Total cost of investigation: three flights and a 20-minute bench swap. Total cost of not investigating: one of those high-throttle thrust-loss events without successful compensation, on a 16 kg airframe over a crop field, with a spray load. The math heavily favours the data-driven approach.

The pattern, generalised

What made this resolution possible was the structured log analysis — the same ERR Subsys=25 event in isolation would have prompted a motor swap that wouldn’t have helped. The three steps that made it work:

Treat the first occurrence as a data point, not a verdict. Inspect what the firmware named; if nothing visible, log the event and continue.
Treat the second occurrence as a pattern emerging. Pull both logs and compare side-by-side. Identify the common conditions: same motor, same throttle envelope, same airframe state.
Treat the third investigation as the swap-and-fly test. Move suspected components and see whether the symptom moves. That isolates the faulty unit conclusively.

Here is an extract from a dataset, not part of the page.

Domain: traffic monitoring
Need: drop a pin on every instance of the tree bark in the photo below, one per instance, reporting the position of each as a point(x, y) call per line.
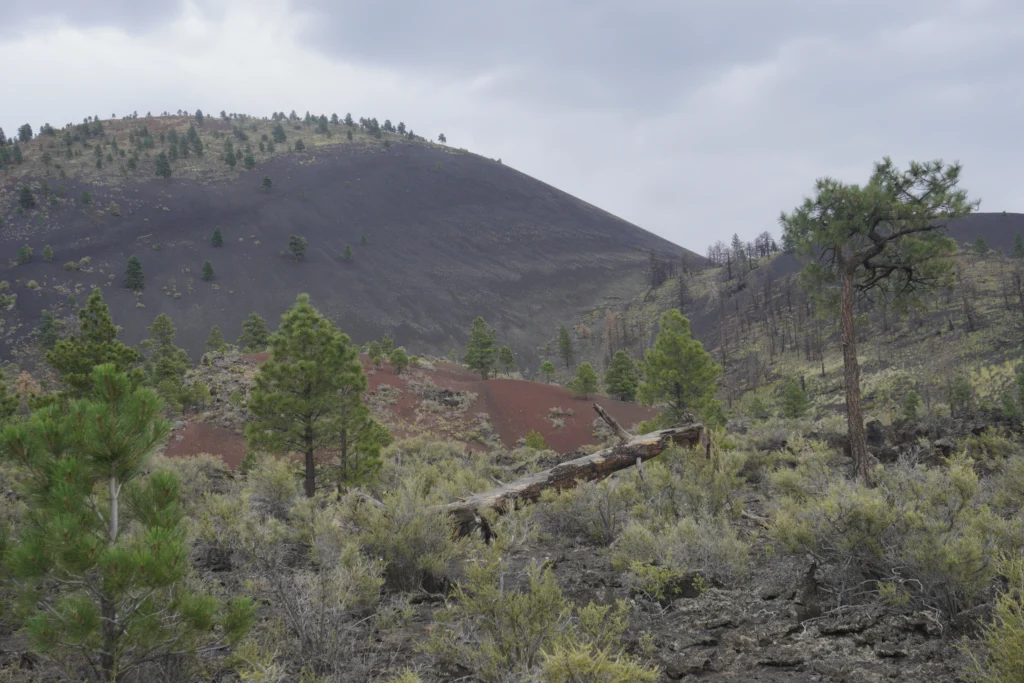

For an operator running a fleet of identical or similar airframes, this pattern catches faults early and conclusively. The autopilot already names the symptom; the operator’s job is to follow the symptom across enough flights to isolate the cause.

How LogHat fits into the workflow

The per-flight forensic PDF surfaces the ERR Subsys=25 event with the named motor and the matching RCOU pattern, so the first signal isn’t missed in a busy season. Cross-flight comparison — the analytical step that turns the first signal into a pattern — is something LogHat’s fleet view supports via the per-airframe timeline. The bench swap and the actual replacement are still the operator’s job, as they should be.

What we deliberately don’t do

This post is a pattern illustration, not a specific customer claim. The drone counts, mission frequencies, and ESC part markings have been anonymised; the analytical workflow above is reproducible by any operator with similar tooling. If you’re running an agri or survey fleet and seeing the same ERR Subsys=25 pattern, the steps above apply directly to your context.

When LogHat helps — and when it doesn’t

LogHat’s strength is the per-flight forensic report and the cross-flight comparison view. What we can’t replace is the operator’s judgment about whether to swap, retire, or keep flying. The data narrows the hypothesis; the engineer with the screwdriver still owns the decision.